JobScraper is a Java application designed to scrape job postings from various websites. It utilizes web scraping techniques to extract relevant information such as job title, company name, description, and tags from job listing pages. With a bit of work this project can be turned into a 'whatever you want scraper'.
- Flexible Scraper: The application provides a flexible scraper architecture, allowing easy integration of new scraping modules for different job listing websites.
- Concurrent Scraping: JobScraper leverages virtual threads to concurrently scrape job postings from multiple websites, improving performance and efficiency.
- SQLite Database: JobScraper utilizes an SQLite database to store visited URLs, ensuring that duplicate URLs are not processed during scraping.
- REST API Integration: The application supports integration with REST APIs, facilitating the seamless posting of job data to external endpoints.
- Clone the repository
git clone https://github.com/JonathanD01/job-scraper.git
- Build the project
cd job-scraper
mvn clean package
- Run the application:
// Run without sending data to the rest api
java -jar job-scraper-jar-with-dependencies.jar --drc yes
// or send
java -jar job-scraper-jar-with-dependencies.jar --drc no --ip 127.0.0.1 --p 8081 --path api/v1/jobposts?secretkey=abc --rp job_posts
Name | Short name | Help |
---|---|---|
--help | --h | Display help |
--debug | --b | Debug application |
--ip | --ip | Specify the ip address |
--port | --p | Specify the port number |
--path | --ph | Specify the path |
--request-param | --rp | Specify the request parameter |
--disable-rest-client | --drc | Disable the REST client |
--start-page | --sp | All scrapers will start at the given page |
--disable-scrapers | --ds | Enter a comma separated list of scrapers you wish to disable.
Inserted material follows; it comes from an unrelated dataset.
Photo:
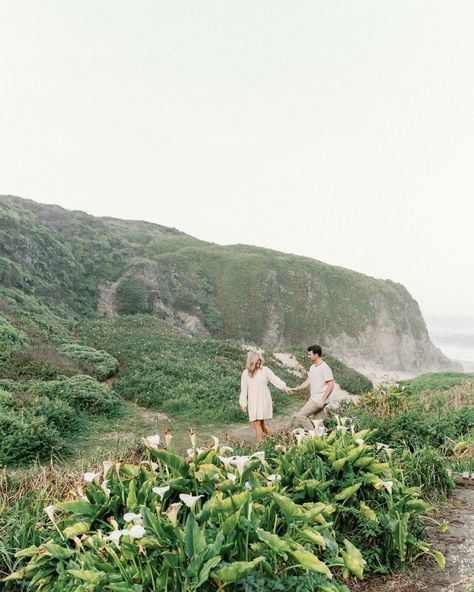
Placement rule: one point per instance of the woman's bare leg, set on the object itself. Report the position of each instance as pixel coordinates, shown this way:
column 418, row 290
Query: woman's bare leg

Example -> finn,karrierestart |
The following data exemplifies the payload that can be directly transmitted to your REST API.
job_posts
is equal to the --request-param
argument.
{
"job_posts":[
{
"url":"https://karrierestart.no/ledig-stilling/2535315",
"company_name":"NCC",
"company_image_url":"https://karrierestart.no/ImageSource/CompanyLogo160Src/334",
"image_url":"https://karrierestart.no/UserFiles/company/334/media/...jpg",
"title":"Anleggsleder",
"description":"<p><strong>Vi søker etter Anleggsleder til Civil Engineering, Avdeling Øst,...</p>",
"deadline":"21.04.2024",
"job_tags":[
"Oslo",
"NCC",
"Anleggsleder"
],
"job_definitions":{
"Stillingstype":[
"Fast ansettelse",
"Heltid"
],
"Tiltredelse":[
"Etter avtale"
]
}
},
{
"url":"https://karrierestart.no/ledig-stilling/2535314",
"company_name":"NCC",
"company_image_url":"https://karrierestart.no/ImageSource/CompanyLogo160Src/334",
"image_url":"https://karrierestart.no/UserFiles/company/334/media/cache/...jpg",
"title":"NCC Industry søker erfaren Borerigg-operatør/Bergsprenger",
"description":"<p><strong>NCC Industry</strong> tilbyr produkter og tjenester...</p>",
"deadline":"14.04.2024",
"job_tags":[
"Kragerø",
"NCC",
"Industry",
"søker"
],
"job_definitions":{
"Stillingstype":[
"Fast ansettelse",
"Heltid"
],
"Tiltredelse":[
"Etter avtale"
]
}
}
]
}
It is very simple to create your own scraper. Look at how other scraper classes have implemented their logic.
Make sure BaseWebScraper
permits your new scraper class.
Begin by creating a new Java class for your scraper. Ensure that your class extends BaseWebScraper and is structured to permit integration with the existing framework. Here's a basic template to get you started:
The XPath "//article" is used here as a generalized example to represent a common scenario on job board websites where job listings are enclosed within "article" tags. It efficiently captures job postings typically presented in this format in HTML documents. However, it's important to note that this XPath may not universally apply to all job board websites, but it serves as a practical example for demonstration purposes in this context.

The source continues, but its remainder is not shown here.